Problem summary: You are given an integer array nums of length n. An element at index i is called dominant if: nums[i] > average(nums[i + 1], nums[i + 2], ..., nums[n - 1]) Your task is to count the number of indices i that are dominant. The average of a set of numbers is the value obtained by adding all the numbers together and dividing the sum by the total number of numbers. Note: The rightmost element of any array is not dominant.

Baseline thinking

Start with the most direct exhaustive search. That gives a correctness anchor before optimizing.

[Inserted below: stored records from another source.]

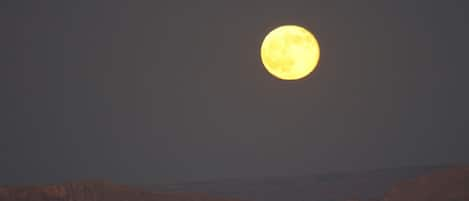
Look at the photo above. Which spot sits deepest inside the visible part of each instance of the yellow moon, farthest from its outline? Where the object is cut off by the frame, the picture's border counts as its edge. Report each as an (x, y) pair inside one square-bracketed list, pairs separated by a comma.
[(290, 52)]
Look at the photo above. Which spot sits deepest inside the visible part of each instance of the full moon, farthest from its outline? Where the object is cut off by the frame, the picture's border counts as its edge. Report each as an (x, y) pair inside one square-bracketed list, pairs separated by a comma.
[(290, 52)]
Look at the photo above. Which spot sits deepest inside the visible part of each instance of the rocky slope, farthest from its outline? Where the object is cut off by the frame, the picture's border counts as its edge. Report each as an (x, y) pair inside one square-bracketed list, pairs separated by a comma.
[(95, 191), (443, 185)]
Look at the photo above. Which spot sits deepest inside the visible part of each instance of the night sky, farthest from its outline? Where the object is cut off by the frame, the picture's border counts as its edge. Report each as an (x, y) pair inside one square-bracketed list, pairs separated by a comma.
[(152, 92)]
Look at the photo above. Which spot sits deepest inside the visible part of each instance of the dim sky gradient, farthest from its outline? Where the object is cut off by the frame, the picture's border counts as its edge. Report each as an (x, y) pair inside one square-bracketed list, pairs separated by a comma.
[(166, 91)]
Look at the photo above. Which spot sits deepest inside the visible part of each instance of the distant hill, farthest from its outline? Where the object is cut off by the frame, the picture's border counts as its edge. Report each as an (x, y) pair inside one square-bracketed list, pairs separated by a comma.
[(339, 186), (444, 185), (95, 191)]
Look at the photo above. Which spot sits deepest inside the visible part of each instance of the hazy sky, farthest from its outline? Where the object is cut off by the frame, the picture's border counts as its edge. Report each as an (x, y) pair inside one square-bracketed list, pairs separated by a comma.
[(153, 91)]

Pattern signal: General problem-solving

Example 1

[5,4,3]

Example 2

[4,1,2]
Step 02

Core Insight

What unlocks the optimal approach

  • Simulate as described
Interview move: turn each hint into an invariant you can check after every iteration/recursion step.
Step 03

Algorithm Walkthrough

Iteration Checklist

  1. Define state (indices, window, stack, map, DP cell, or recursion frame).
  2. Apply one transition step and update the invariant.
  3. Record answer candidate when condition is met.
  4. Continue until all input is consumed.
Use the first example testcase as your mental trace to verify each transition.
Step 04

Edge Cases

Minimum Input
Single element / shortest valid input
Validate boundary behavior before entering the main loop or recursion.
Duplicates & Repeats
Repeated values / repeated states
Decide whether duplicates should be merged, skipped, or counted explicitly.
Extreme Constraints
Upper-end input sizes
Re-check complexity target against constraints to avoid time-limit issues.
Invalid / Corner Shape
Empty collections, zeros, or disconnected structures
Handle special-case structure before the core algorithm path.
Step 05

Full Annotated Code

Source-backed implementations are provided below for direct study and interview prep.

// Accepted solution for LeetCode #3833: Count Dominant Indices
class Solution {
    public int dominantIndices(int[] nums) {
        int n = nums.length;
        int ans = 0;
        int suf = nums[n - 1];
        for (int i = n - 2; i >= 0; --i) {
            if (nums[i] * (n - i - 1) > suf) {
                ans++;
            }
            suf += nums[i];
        }
        return ans;
    }
}
Step 06

Interactive Study Demo

Use this to step through a reusable interview workflow for this problem.

Press Step or Run All to begin.
Step 07

Complexity Analysis

Time
O(n)
Space
O(1)

Approach Breakdown

BRUTE FORCE
O(n²) time
O(1) space

Two nested loops check every pair or subarray. The outer loop fixes a starting point, the inner loop extends or searches. For n elements this gives up to n²/2 operations. No extra space, but the quadratic time is prohibitive for large inputs.

OPTIMIZED
O(n) time
O(1) space

Most array problems have an O(n²) brute force (nested loops) and an O(n) optimal (single pass with clever state tracking). The key is identifying what information to maintain as you scan: a running max, a prefix sum, a hash map of seen values, or two pointers.

Shortcut: If you are using nested loops on an array, there is almost always an O(n) solution. Look for the right auxiliary state.
Coach Notes

Common Mistakes

Review these before coding to avoid predictable interview regressions.

Off-by-one on range boundaries

Wrong move: Loop endpoints miss first/last candidate.

Usually fails on: Fails on minimal arrays and exact-boundary answers.

Fix: Re-derive loops from inclusive/exclusive ranges before coding.